I usually mix my moisturizers cus i dont have time to rub all 3 of them seperately. So I was wondering, is this such a good idea? The moisturizer I use now is a mixture of pond's moisturizing cream[the one with the blue cover], Sunscreen with SPF 15[since pond's lacks any sunscreen] and Clean&amp;clear morning glow. I mixded all three into the pond's container and it gives me a really glowy skin.


----------



## monniej (Aug 31, 2006)

if it's working for you i wouldn't worry too much. your skin looks gorgeous, so you must be on to something! my skin is kind of weird so i don't mix products, but i do apply them over each other. i love my moisturizer, sundari neem and avocado, but i apply dermalogica oil control lotion on top before i apply my makeup. the sundari makes me alittle to shiny when i use it alone, and the oil control lotion makes me too dry. the two together are the perfect combination.


----------



## patsluv (Aug 31, 2006)

Personally I would rather layer them than mixing them together, especially with sunscreen. I've heard it may affect the effectiveness of the sunscreen.


----------



## eightthirty (Aug 31, 2006)

I agree in regards to the product with SPF. I would continue mixing the others, but apply the product with SPF first, then the others.


----------



## empericalbeauty (Aug 31, 2006)

Thanks guys!


----------



## vanilla_sky (Sep 1, 2006)

Originally Posted by *patsluv* /img/forum/go_quote.gif Personally I would rather layer them than mixing them together, especially with sunscreen. I've heard it may affect the effectiveness of the sunscreen. ditto.

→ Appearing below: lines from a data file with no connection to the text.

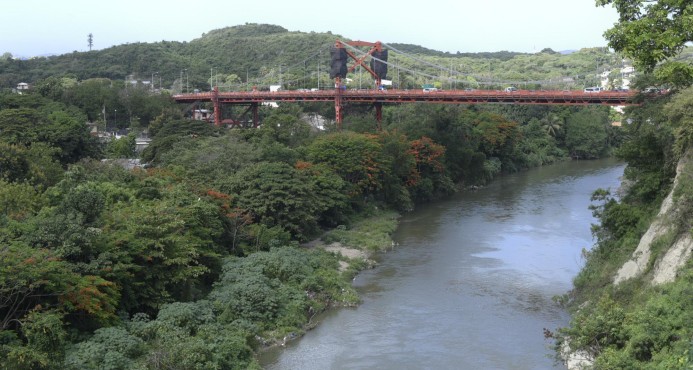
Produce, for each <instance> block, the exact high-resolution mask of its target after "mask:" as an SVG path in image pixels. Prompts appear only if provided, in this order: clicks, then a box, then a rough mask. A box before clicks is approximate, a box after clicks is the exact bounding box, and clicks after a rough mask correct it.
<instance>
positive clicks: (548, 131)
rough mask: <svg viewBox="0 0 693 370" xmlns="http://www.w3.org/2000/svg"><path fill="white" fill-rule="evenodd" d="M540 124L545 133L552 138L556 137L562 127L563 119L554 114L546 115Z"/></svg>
mask: <svg viewBox="0 0 693 370" xmlns="http://www.w3.org/2000/svg"><path fill="white" fill-rule="evenodd" d="M541 123H542V126H543V127H544V129H545V130H546V133H547V134H549V135H551V136H553V137H556V135H558V132H559V131H560V130H561V128H562V127H563V119H562V118H561V117H560V116H559V115H557V114H556V113H549V114H547V115H546V116H544V118H542V119H541Z"/></svg>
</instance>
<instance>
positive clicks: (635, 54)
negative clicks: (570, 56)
mask: <svg viewBox="0 0 693 370" xmlns="http://www.w3.org/2000/svg"><path fill="white" fill-rule="evenodd" d="M597 5H600V6H605V5H612V6H613V7H614V8H616V10H617V11H618V13H619V21H618V23H616V24H615V25H614V27H613V28H611V29H609V30H608V31H606V33H605V34H604V36H605V37H606V39H607V40H608V41H609V46H610V47H611V48H613V49H614V50H616V51H617V52H621V53H623V54H625V55H626V56H628V57H630V58H632V59H634V60H635V61H636V62H637V63H638V65H639V66H640V67H643V68H644V69H645V70H646V71H651V70H652V69H654V68H655V66H656V65H657V64H658V63H660V62H662V61H664V60H667V59H669V58H672V57H674V56H676V55H677V54H678V53H679V52H680V51H681V50H682V49H683V47H684V46H685V45H686V43H688V42H691V41H693V34H691V31H690V30H691V29H692V28H693V23H691V19H690V12H691V7H692V5H691V4H690V3H688V2H685V1H667V0H660V1H643V0H597ZM688 69H689V74H691V73H693V72H692V71H691V66H690V65H689V66H688Z"/></svg>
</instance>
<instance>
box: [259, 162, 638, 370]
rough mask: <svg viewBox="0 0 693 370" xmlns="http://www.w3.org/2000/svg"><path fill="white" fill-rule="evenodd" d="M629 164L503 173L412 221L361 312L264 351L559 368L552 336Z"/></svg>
mask: <svg viewBox="0 0 693 370" xmlns="http://www.w3.org/2000/svg"><path fill="white" fill-rule="evenodd" d="M623 168H624V165H623V164H622V163H619V162H616V161H614V160H608V159H607V160H598V161H572V162H566V163H561V164H558V165H553V166H547V167H542V168H538V169H533V170H530V171H526V172H522V173H518V174H513V175H510V176H504V177H502V178H500V179H497V180H495V181H494V182H493V183H492V184H491V185H489V186H488V187H486V188H483V189H480V190H476V191H466V192H462V193H460V194H457V195H455V196H454V197H452V198H450V199H447V200H445V201H443V202H438V203H434V204H429V205H427V206H425V207H420V208H419V209H418V210H417V211H415V212H412V213H409V214H407V215H405V216H404V217H403V218H402V219H401V223H400V226H399V228H398V229H397V231H396V233H395V234H394V236H393V238H394V240H395V242H396V243H398V245H397V246H396V247H395V248H394V249H393V250H392V251H390V252H387V253H385V254H383V255H381V256H380V257H379V262H380V264H379V266H378V267H377V268H375V269H373V270H368V271H364V272H362V273H361V274H360V275H358V277H357V278H356V279H355V281H354V285H355V286H356V287H357V289H358V291H359V293H360V295H361V297H362V298H363V303H362V304H361V305H360V306H358V307H357V308H354V309H338V310H331V311H329V312H328V313H326V314H325V315H324V316H323V317H322V318H321V323H320V325H319V326H318V327H317V328H316V329H314V330H312V331H310V332H308V333H307V334H306V335H305V336H304V337H303V338H301V339H300V340H297V341H294V342H291V343H289V344H288V345H287V346H286V347H284V348H282V349H278V350H273V351H269V352H267V353H265V354H263V355H262V356H261V358H260V361H261V363H262V365H263V367H264V368H266V369H271V370H279V369H315V370H324V369H485V370H488V369H553V368H558V369H560V368H563V366H562V365H560V364H558V365H557V364H555V363H554V361H553V359H552V355H553V352H552V351H551V350H550V348H549V345H550V344H551V343H550V342H549V341H547V340H545V339H544V337H543V332H542V329H543V328H548V329H551V330H553V329H555V328H557V327H560V326H564V325H565V324H567V322H568V319H569V317H568V315H567V314H566V313H565V312H564V311H563V310H562V309H560V308H558V307H557V306H556V305H555V304H554V303H553V301H552V299H551V298H552V297H553V296H555V295H560V294H563V293H565V292H567V291H568V290H569V289H570V288H571V281H572V278H573V277H574V276H575V275H576V274H577V273H578V271H579V269H580V268H581V266H582V260H581V257H580V255H581V251H582V249H583V248H590V247H591V245H592V244H593V242H592V236H591V233H590V224H591V223H594V222H595V220H594V219H593V218H592V215H591V212H590V211H589V210H588V209H587V207H588V206H589V204H590V200H589V198H590V195H591V193H592V192H593V191H594V190H596V189H597V188H611V189H612V190H615V189H616V188H618V186H619V177H620V176H621V175H622V174H623Z"/></svg>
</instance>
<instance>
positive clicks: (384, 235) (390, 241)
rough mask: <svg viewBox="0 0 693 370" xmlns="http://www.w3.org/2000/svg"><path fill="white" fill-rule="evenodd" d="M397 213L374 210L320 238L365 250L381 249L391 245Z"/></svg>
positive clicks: (331, 231)
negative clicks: (391, 238)
mask: <svg viewBox="0 0 693 370" xmlns="http://www.w3.org/2000/svg"><path fill="white" fill-rule="evenodd" d="M398 217H399V214H397V213H395V212H392V211H380V210H376V211H375V212H373V214H372V215H369V216H368V217H364V218H362V219H357V220H354V221H353V222H351V223H350V224H349V225H348V227H347V226H345V225H343V226H340V227H337V228H334V229H332V230H329V231H328V232H326V233H325V234H324V235H323V236H322V237H321V240H322V241H323V242H325V243H333V242H339V243H341V244H343V245H344V246H348V247H350V248H356V249H361V250H366V251H382V250H386V249H387V248H390V247H392V240H391V238H390V236H391V235H392V233H394V232H395V229H396V228H397V219H398Z"/></svg>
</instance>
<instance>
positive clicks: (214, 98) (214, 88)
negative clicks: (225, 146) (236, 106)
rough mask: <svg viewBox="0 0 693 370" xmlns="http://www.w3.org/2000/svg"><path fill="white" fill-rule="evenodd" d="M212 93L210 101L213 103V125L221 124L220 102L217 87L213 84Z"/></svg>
mask: <svg viewBox="0 0 693 370" xmlns="http://www.w3.org/2000/svg"><path fill="white" fill-rule="evenodd" d="M213 93H214V95H212V103H214V126H217V127H218V126H221V104H220V103H219V88H218V87H216V86H214V91H213Z"/></svg>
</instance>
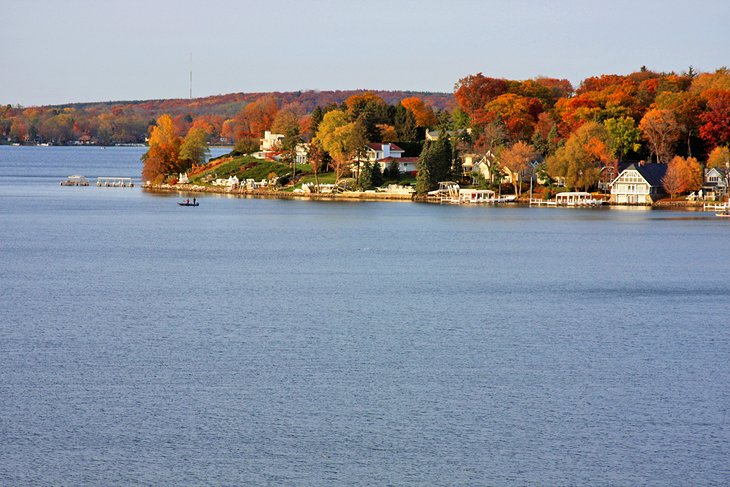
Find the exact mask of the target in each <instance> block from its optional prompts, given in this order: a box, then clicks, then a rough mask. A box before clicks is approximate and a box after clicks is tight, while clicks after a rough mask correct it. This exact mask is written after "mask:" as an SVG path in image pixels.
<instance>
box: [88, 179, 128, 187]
mask: <svg viewBox="0 0 730 487" xmlns="http://www.w3.org/2000/svg"><path fill="white" fill-rule="evenodd" d="M96 186H97V187H99V188H132V187H134V181H133V180H132V178H116V177H114V178H113V177H101V178H96Z"/></svg>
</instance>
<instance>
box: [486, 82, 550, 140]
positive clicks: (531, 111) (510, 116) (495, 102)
mask: <svg viewBox="0 0 730 487" xmlns="http://www.w3.org/2000/svg"><path fill="white" fill-rule="evenodd" d="M542 110H543V105H542V103H541V102H540V100H538V99H537V98H527V97H524V96H520V95H515V94H512V93H507V94H504V95H500V96H498V97H497V98H495V99H494V100H492V101H490V102H489V103H487V104H486V105H485V106H484V108H483V109H481V110H478V111H477V112H476V113H475V114H474V117H473V120H474V121H475V122H476V123H478V124H482V125H487V124H489V123H491V122H494V121H496V120H501V122H502V124H504V128H505V129H506V131H507V136H508V138H509V139H510V140H511V141H513V142H516V141H518V140H529V139H530V138H531V137H532V134H533V132H534V131H535V124H536V123H537V119H538V116H539V115H540V113H541V112H542Z"/></svg>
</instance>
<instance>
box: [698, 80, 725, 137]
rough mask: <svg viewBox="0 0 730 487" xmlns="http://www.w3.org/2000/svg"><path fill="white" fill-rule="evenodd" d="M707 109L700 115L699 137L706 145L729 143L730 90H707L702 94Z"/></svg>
mask: <svg viewBox="0 0 730 487" xmlns="http://www.w3.org/2000/svg"><path fill="white" fill-rule="evenodd" d="M702 96H703V98H705V99H706V100H707V109H706V110H705V112H704V113H702V114H701V115H700V117H699V118H700V123H701V124H702V125H701V126H700V128H699V133H700V137H701V138H702V140H704V141H705V143H706V144H707V146H708V147H711V148H714V147H717V146H718V145H727V144H728V143H730V90H709V91H706V92H704V93H703V94H702Z"/></svg>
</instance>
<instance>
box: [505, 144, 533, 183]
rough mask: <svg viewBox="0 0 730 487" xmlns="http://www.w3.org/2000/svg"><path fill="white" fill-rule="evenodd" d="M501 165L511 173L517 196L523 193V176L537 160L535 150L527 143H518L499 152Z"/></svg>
mask: <svg viewBox="0 0 730 487" xmlns="http://www.w3.org/2000/svg"><path fill="white" fill-rule="evenodd" d="M498 157H499V162H500V165H501V166H502V167H503V168H504V169H506V170H507V171H509V175H510V179H511V180H512V185H513V186H514V188H515V194H516V195H519V194H520V193H521V187H520V186H521V183H522V175H523V173H524V172H525V171H527V170H528V169H530V167H531V166H530V163H531V162H532V161H533V159H534V158H535V148H534V147H533V146H531V145H529V144H527V143H525V142H522V141H518V142H515V143H514V144H512V145H511V146H509V147H506V148H504V149H502V150H500V151H499V154H498Z"/></svg>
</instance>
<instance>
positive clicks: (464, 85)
mask: <svg viewBox="0 0 730 487" xmlns="http://www.w3.org/2000/svg"><path fill="white" fill-rule="evenodd" d="M508 88H509V84H508V83H507V81H506V80H504V79H499V78H489V77H486V76H484V75H483V74H482V73H477V74H474V75H469V76H467V77H465V78H462V79H460V80H459V81H458V82H457V83H456V85H454V96H455V97H456V101H457V103H458V104H459V108H461V109H462V110H463V111H464V112H466V113H467V114H468V115H472V114H473V113H474V112H475V111H477V110H479V109H481V108H484V105H486V104H487V103H489V102H490V101H491V100H493V99H494V98H497V97H498V96H499V95H503V94H505V93H507V90H508Z"/></svg>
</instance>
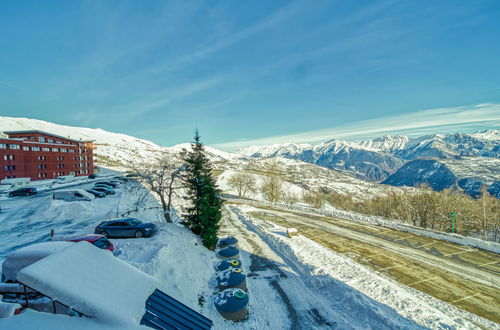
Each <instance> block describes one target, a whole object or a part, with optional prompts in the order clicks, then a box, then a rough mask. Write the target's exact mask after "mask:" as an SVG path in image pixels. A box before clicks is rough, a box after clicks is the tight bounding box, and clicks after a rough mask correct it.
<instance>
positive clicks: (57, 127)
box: [0, 117, 240, 167]
mask: <svg viewBox="0 0 500 330" xmlns="http://www.w3.org/2000/svg"><path fill="white" fill-rule="evenodd" d="M13 130H40V131H46V132H50V133H53V134H56V135H60V136H65V137H69V138H72V139H77V140H79V139H82V140H94V144H95V146H96V149H95V151H94V154H95V158H96V162H97V163H98V165H105V166H115V167H120V166H124V167H127V165H129V163H130V161H131V160H140V159H144V160H147V159H153V158H155V157H157V156H158V155H159V153H161V152H168V153H171V154H178V153H179V152H180V151H181V150H182V149H183V148H185V149H190V148H191V145H190V144H189V143H182V144H178V145H175V146H172V147H162V146H159V145H157V144H155V143H153V142H151V141H148V140H143V139H138V138H136V137H133V136H130V135H126V134H120V133H112V132H108V131H105V130H102V129H100V128H97V129H94V128H86V127H74V126H64V125H58V124H54V123H51V122H47V121H43V120H37V119H29V118H14V117H0V131H1V132H3V131H13ZM206 150H207V153H208V154H209V156H210V157H211V158H212V159H213V160H215V161H217V160H221V159H232V158H240V156H239V155H236V154H231V153H227V152H224V151H221V150H218V149H215V148H211V147H206Z"/></svg>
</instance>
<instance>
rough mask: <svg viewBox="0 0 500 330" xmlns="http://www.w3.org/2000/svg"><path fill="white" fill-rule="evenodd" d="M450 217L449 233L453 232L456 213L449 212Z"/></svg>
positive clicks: (453, 212) (454, 212) (454, 224)
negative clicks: (449, 230)
mask: <svg viewBox="0 0 500 330" xmlns="http://www.w3.org/2000/svg"><path fill="white" fill-rule="evenodd" d="M450 215H451V232H452V233H454V232H455V217H456V216H457V212H450Z"/></svg>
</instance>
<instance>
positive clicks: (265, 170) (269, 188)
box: [260, 160, 285, 203]
mask: <svg viewBox="0 0 500 330" xmlns="http://www.w3.org/2000/svg"><path fill="white" fill-rule="evenodd" d="M264 173H265V177H264V179H263V181H262V184H261V186H260V189H261V191H262V194H263V195H264V197H265V198H266V199H267V200H268V201H270V202H271V203H276V202H278V201H280V200H282V199H283V195H284V193H285V190H284V183H283V180H282V179H281V176H282V170H281V166H280V164H279V163H278V162H277V161H276V160H274V161H272V162H270V163H268V164H266V167H265V169H264Z"/></svg>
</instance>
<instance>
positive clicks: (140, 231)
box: [95, 218, 156, 238]
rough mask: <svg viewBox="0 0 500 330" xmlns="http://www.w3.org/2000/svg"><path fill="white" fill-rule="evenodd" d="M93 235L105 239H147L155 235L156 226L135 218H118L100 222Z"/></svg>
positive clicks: (147, 222)
mask: <svg viewBox="0 0 500 330" xmlns="http://www.w3.org/2000/svg"><path fill="white" fill-rule="evenodd" d="M95 233H96V234H100V235H104V236H106V237H136V238H140V237H147V236H152V235H154V233H156V225H155V224H153V223H149V222H143V221H141V220H138V219H135V218H118V219H113V220H108V221H104V222H101V223H100V224H99V225H98V226H97V227H95Z"/></svg>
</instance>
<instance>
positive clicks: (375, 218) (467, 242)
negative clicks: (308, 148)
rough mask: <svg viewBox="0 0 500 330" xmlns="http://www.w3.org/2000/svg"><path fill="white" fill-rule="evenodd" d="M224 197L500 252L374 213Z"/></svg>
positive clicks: (464, 240)
mask: <svg viewBox="0 0 500 330" xmlns="http://www.w3.org/2000/svg"><path fill="white" fill-rule="evenodd" d="M222 198H223V199H224V200H226V201H228V202H236V203H241V204H248V205H252V206H261V207H272V208H278V209H285V210H289V211H296V212H302V213H308V214H311V213H312V214H314V215H323V216H329V217H335V218H341V219H347V220H352V221H356V222H359V223H370V224H374V225H378V226H382V227H387V228H392V229H396V230H399V231H404V232H408V233H413V234H417V235H421V236H426V237H431V238H435V239H439V240H444V241H449V242H452V243H456V244H460V245H465V246H471V247H475V248H478V249H482V250H486V251H490V252H495V253H500V243H496V242H492V241H483V240H481V239H477V238H474V237H466V236H462V235H460V234H452V233H445V232H441V231H437V230H432V229H426V228H421V227H416V226H412V225H409V224H406V223H402V222H399V221H398V220H389V219H385V218H382V217H378V216H374V215H367V214H361V213H356V212H347V211H343V210H338V209H330V210H322V209H315V208H312V207H310V208H308V207H303V206H298V205H291V204H285V203H272V202H268V201H257V200H250V199H243V198H238V197H235V196H232V195H222Z"/></svg>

Originally Posted by *eightthirty* /img/forum/go_quote.gif I agree in regards to the product with SPF. I would continue mixing the others, but apply the product with SPF first, then the others. the other way around., sunscreen should be last layer on your face


----------



## goddess13 (Sep 1, 2006)

Mixing the other two shouldn't be a problem, but I wouldn't mix the SPF one in them. Apply the SPF one last.


----------



## sadhunni (Sep 1, 2006)

i don't think there's anything wrong w/ it prefer layering.


----------